Realistically, a motorized in-ceiling screen of any quality is typically pretty close to $2,000, and you may very well have to meet plenum requirements during the installation process.

I'm not sure what your company does, professionally, but there are commercial A/V companies that can really explain it all quite well and have a good conversation about why better products are worth more money, but at the end of the day, you want lumens on screen and the Optoma delivers more for a reasonable price compared to the Viewsonic. I also find that Optoma generally has better build quality and support services in place compared to Viewsonic. For screens, you are in trouble because a good screen isn't $500. Cheap screens are in that price range. There are some electric screens which will have waves in the material within just a few years that are in that price range. But, that's a discussion point more than anything else. If your company is fine with the screen getting a bunch of waves in the material, then buy a non-tab-tensioned electric screen, and that's just what you will end up with. I have seen brand new screens have waves in the material out of the box. It's just a reality for non-tensioned screens.
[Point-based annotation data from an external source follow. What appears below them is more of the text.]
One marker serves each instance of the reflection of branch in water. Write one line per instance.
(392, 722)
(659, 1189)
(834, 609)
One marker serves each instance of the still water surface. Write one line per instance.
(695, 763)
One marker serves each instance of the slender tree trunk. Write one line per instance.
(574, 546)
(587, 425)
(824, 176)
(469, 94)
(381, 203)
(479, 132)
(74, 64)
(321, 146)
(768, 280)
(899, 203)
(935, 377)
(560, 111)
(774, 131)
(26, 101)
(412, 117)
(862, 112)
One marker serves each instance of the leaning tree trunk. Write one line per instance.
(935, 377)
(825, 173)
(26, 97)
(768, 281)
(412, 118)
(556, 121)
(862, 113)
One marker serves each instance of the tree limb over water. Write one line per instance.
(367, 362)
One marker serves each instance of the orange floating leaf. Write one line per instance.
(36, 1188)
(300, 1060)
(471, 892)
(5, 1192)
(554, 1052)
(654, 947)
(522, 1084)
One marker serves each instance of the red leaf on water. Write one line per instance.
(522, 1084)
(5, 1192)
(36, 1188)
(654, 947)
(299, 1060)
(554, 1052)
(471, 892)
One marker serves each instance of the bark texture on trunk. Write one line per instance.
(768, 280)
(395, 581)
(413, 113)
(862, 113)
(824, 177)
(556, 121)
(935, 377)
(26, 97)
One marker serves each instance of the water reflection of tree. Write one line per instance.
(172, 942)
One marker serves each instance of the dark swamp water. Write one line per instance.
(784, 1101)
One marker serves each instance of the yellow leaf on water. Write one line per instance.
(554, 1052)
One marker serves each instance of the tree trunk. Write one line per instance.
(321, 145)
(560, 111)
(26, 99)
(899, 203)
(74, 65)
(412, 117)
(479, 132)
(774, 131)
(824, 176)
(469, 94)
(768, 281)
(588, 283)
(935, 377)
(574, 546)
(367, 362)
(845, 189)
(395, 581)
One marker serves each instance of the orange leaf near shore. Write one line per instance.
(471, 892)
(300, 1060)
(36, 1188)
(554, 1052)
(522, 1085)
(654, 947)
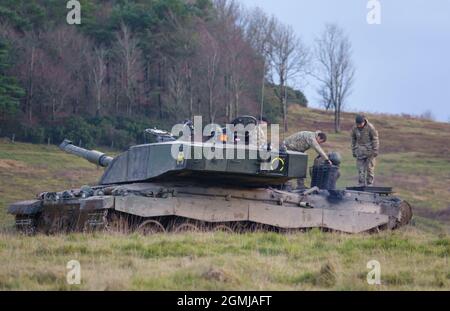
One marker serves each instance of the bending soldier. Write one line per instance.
(303, 141)
(365, 146)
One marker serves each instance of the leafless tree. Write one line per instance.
(177, 83)
(335, 70)
(209, 59)
(98, 72)
(130, 58)
(258, 33)
(289, 59)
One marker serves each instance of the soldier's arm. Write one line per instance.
(375, 140)
(353, 134)
(319, 149)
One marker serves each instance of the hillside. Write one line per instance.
(414, 159)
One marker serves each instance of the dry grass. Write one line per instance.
(410, 260)
(414, 159)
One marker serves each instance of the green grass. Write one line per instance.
(413, 258)
(409, 261)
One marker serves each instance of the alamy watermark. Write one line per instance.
(374, 275)
(74, 15)
(374, 14)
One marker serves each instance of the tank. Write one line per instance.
(163, 187)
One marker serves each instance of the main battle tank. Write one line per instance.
(149, 190)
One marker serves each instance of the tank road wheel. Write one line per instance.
(256, 227)
(186, 227)
(223, 228)
(118, 224)
(151, 227)
(26, 225)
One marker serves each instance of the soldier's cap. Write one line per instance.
(360, 119)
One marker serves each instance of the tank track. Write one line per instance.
(161, 208)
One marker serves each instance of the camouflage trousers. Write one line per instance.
(366, 171)
(295, 184)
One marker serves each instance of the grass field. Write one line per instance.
(415, 159)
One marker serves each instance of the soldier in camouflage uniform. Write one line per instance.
(365, 145)
(258, 135)
(303, 141)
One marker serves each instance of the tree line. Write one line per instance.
(133, 64)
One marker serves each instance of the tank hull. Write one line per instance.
(175, 207)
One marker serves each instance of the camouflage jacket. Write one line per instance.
(303, 141)
(365, 142)
(258, 135)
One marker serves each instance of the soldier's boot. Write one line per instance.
(300, 184)
(370, 168)
(361, 165)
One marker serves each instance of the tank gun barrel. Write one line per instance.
(92, 156)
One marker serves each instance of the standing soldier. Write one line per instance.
(303, 141)
(365, 145)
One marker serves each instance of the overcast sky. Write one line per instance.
(403, 64)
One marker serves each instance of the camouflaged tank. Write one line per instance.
(147, 189)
At the budgetary price point you are talking about, I would do a wall mounted pull down, or maybe electric screen and an inexpensive 1280x800 ceiling mounted projector with a wall plate if I could. If you've got to roll it around, likely a 1280x800 projector still. It's kind of confusing to have a screen mounted on the wall, but then not have a projector which is mounted to the ceiling. These aren't exactly portable projectors we're talking about.
Thank you for your informative response. Let me clarify a few things:

We want the screen to be retractable from the ceiling tile, since the placement will be above a wall mounted LCD TV, the screen will retract down over the TV. Currently, we are getting a quote on how much it will be to install the ceiling screen and a projector from the building management.

Can you point me to any good screens you can recommend, that are tensioned and don't have waves? All I am finding is Elite Screens on Amazon and I'm frustrated that I can't find any other brand other than Black Diamond and Innovative Screens on there, which are in the thousands, obviously way out of the price range. I think max, we can spend $800-$1000 on a screen, if it makes a huge difference. Preferably 100" minimum.